Bruno Destrée was a monk at Maredsous Abbey and later at Keizersberg Abbey in Leuven. He was interested in the Pre-Raphaelite Brotherhood.

Biography 
Georges Destrée was born in Marcinelle August 10, 1867. He was the younger brother of the politician Jules Destrée.

Like his elder brother, he studied law at the Université Libre de Bruxelles. It was then he started putting his father's first name, Olivier, before his own.
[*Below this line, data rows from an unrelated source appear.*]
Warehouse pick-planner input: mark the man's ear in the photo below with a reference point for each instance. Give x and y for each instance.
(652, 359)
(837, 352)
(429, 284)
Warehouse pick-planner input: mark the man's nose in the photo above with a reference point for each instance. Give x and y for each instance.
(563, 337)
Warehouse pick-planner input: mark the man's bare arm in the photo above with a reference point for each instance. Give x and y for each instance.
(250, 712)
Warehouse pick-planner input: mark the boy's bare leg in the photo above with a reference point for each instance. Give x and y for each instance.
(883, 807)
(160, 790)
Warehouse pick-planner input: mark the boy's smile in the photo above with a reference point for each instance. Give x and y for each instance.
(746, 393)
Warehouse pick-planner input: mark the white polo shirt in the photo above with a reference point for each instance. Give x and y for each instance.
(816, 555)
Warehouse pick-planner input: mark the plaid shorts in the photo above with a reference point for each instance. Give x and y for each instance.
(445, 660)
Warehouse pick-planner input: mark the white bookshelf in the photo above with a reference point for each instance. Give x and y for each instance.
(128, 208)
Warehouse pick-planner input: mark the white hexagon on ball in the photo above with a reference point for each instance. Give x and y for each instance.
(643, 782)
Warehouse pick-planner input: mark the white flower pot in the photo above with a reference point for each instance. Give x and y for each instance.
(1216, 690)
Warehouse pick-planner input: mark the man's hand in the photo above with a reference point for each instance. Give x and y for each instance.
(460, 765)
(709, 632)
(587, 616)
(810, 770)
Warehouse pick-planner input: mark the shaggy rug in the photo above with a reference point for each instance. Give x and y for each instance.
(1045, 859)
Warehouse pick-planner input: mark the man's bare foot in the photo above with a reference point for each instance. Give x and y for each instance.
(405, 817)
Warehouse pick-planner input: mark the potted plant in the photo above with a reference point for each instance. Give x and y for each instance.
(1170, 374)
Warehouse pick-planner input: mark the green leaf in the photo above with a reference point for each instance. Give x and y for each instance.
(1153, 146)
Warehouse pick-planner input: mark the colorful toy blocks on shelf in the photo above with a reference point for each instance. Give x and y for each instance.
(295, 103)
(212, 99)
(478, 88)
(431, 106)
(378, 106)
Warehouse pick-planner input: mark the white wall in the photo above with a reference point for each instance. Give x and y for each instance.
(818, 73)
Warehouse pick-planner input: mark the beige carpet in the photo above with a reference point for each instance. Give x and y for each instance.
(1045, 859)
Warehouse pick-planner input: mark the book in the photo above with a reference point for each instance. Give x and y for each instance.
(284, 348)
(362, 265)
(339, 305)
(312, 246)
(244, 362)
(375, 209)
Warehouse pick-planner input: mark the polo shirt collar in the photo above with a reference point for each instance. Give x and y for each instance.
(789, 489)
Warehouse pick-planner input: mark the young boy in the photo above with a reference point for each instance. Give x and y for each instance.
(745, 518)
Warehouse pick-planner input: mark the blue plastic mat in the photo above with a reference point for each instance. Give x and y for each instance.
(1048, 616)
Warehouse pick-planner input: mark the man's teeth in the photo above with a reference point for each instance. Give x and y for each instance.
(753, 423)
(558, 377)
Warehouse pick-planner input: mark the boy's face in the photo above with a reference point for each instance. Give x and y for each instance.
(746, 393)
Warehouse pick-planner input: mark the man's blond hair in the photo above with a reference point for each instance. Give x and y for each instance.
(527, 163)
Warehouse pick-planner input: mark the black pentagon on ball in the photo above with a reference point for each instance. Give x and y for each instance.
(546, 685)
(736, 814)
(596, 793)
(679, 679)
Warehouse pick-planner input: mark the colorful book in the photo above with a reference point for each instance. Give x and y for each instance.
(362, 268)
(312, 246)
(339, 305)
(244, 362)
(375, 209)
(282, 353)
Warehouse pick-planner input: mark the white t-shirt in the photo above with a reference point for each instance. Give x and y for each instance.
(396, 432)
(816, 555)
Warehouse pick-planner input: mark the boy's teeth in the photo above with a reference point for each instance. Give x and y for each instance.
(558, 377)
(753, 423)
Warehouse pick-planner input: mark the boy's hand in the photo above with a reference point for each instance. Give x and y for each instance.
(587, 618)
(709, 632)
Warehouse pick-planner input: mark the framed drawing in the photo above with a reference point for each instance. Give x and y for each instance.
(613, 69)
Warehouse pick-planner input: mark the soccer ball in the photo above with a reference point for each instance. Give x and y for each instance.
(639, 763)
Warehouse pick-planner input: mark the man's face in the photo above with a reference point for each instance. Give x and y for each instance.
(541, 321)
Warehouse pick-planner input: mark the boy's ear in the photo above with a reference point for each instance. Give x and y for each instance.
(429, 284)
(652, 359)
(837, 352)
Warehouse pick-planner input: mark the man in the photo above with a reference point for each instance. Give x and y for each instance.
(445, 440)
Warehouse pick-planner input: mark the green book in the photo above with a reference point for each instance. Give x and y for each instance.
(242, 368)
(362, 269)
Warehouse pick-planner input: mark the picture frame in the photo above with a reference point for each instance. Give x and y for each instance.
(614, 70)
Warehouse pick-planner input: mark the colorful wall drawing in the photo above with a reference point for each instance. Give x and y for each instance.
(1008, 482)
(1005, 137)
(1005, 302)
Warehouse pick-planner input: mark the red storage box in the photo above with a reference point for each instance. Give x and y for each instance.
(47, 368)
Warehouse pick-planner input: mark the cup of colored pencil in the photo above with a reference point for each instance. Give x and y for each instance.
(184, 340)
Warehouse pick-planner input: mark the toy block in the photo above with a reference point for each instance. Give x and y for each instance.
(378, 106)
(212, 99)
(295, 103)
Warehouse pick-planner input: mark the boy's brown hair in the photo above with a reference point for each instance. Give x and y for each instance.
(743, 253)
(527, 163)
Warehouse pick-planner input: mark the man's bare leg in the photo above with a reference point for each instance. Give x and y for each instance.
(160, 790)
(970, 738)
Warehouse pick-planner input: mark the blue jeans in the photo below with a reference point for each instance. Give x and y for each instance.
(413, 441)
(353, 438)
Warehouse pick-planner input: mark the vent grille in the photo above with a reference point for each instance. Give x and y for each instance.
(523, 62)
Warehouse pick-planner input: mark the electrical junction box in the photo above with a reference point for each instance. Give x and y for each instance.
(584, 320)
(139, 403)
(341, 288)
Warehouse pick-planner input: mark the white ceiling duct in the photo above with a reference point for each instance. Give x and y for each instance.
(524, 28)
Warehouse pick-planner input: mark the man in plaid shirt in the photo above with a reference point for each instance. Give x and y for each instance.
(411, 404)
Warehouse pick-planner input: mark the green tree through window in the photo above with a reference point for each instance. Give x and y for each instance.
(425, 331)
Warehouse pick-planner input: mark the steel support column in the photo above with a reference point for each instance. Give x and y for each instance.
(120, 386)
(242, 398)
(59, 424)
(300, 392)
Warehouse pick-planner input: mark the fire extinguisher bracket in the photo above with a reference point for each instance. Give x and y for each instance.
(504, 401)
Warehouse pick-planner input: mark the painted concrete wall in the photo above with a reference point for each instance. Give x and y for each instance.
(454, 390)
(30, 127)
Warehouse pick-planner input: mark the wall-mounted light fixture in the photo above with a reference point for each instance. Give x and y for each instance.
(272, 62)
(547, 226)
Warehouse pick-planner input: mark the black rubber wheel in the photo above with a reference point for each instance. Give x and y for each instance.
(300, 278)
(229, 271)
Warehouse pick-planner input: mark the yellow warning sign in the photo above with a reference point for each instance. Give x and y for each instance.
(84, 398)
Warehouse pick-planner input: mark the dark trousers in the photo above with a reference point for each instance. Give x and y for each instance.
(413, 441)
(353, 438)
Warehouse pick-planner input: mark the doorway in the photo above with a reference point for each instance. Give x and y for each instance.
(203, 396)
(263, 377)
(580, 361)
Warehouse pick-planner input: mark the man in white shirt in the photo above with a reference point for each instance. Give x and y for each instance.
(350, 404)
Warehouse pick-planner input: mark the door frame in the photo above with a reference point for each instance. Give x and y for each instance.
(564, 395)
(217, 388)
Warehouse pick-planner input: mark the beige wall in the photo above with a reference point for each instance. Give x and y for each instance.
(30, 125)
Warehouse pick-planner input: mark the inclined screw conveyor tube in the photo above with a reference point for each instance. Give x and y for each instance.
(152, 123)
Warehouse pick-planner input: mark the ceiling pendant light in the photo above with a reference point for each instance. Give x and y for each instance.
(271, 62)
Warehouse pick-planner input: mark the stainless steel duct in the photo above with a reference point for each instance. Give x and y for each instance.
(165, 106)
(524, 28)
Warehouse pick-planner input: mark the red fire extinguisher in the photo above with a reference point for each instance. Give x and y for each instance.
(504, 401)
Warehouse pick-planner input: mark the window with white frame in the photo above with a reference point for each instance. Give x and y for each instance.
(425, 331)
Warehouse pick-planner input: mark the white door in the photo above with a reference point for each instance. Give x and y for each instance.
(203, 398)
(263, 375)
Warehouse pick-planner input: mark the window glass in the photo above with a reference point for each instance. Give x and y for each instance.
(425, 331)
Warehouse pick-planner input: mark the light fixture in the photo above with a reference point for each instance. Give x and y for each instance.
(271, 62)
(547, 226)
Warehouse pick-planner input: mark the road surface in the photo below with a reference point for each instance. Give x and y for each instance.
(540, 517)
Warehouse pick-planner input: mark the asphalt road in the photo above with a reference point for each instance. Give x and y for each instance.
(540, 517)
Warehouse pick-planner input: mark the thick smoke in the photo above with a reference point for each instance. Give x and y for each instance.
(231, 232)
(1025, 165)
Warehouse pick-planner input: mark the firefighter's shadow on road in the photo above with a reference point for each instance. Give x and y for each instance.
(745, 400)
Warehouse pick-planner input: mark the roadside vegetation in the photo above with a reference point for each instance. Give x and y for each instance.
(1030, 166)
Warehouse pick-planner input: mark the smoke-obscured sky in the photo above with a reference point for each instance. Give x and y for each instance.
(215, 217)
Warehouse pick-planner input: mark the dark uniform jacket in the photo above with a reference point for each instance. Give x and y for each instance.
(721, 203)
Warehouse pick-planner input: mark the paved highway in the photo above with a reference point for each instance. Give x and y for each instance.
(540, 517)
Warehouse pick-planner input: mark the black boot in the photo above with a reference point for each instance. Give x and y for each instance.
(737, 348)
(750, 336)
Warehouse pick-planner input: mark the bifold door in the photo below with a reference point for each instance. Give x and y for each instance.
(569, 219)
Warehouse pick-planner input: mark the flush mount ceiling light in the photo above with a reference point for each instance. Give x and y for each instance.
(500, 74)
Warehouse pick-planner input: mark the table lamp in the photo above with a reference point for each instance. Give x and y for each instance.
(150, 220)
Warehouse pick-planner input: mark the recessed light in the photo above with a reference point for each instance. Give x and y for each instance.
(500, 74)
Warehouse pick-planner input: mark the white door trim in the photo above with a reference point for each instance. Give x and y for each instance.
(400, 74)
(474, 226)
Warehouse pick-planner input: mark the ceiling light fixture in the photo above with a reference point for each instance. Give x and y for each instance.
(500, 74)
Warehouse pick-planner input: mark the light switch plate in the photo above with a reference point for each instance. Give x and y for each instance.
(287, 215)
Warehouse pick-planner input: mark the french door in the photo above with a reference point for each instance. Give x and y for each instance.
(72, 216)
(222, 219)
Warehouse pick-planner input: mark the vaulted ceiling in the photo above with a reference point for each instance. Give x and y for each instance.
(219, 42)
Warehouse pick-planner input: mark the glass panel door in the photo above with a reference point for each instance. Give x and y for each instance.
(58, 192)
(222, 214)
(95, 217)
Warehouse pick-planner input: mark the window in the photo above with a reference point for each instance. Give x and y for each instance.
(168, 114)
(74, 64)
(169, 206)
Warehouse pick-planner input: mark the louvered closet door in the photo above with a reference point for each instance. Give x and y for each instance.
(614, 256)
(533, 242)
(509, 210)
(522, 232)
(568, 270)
He collaborated as an art columnist in the magazine La Jeune Belgique, where he met Max Waller, Albert Giraud and Iwan Gilkin.

Anglophile, he was really enthusiastic about Pre-Raphaelite painting: in 1894 he published Les Préraphaélites : notes sur l’art décoratif et la peinture en Angleterre, the very first essay on this movement in French. In the Revue général of October 1895, he gave a nearly complete translation of "La Lampe de la mémoire", the sixth chapter of The Seven Lamps of Architecture; a few years later, Marcel Proust’s reading of that text would be decisive in his own business of translating John Ruskin’s work.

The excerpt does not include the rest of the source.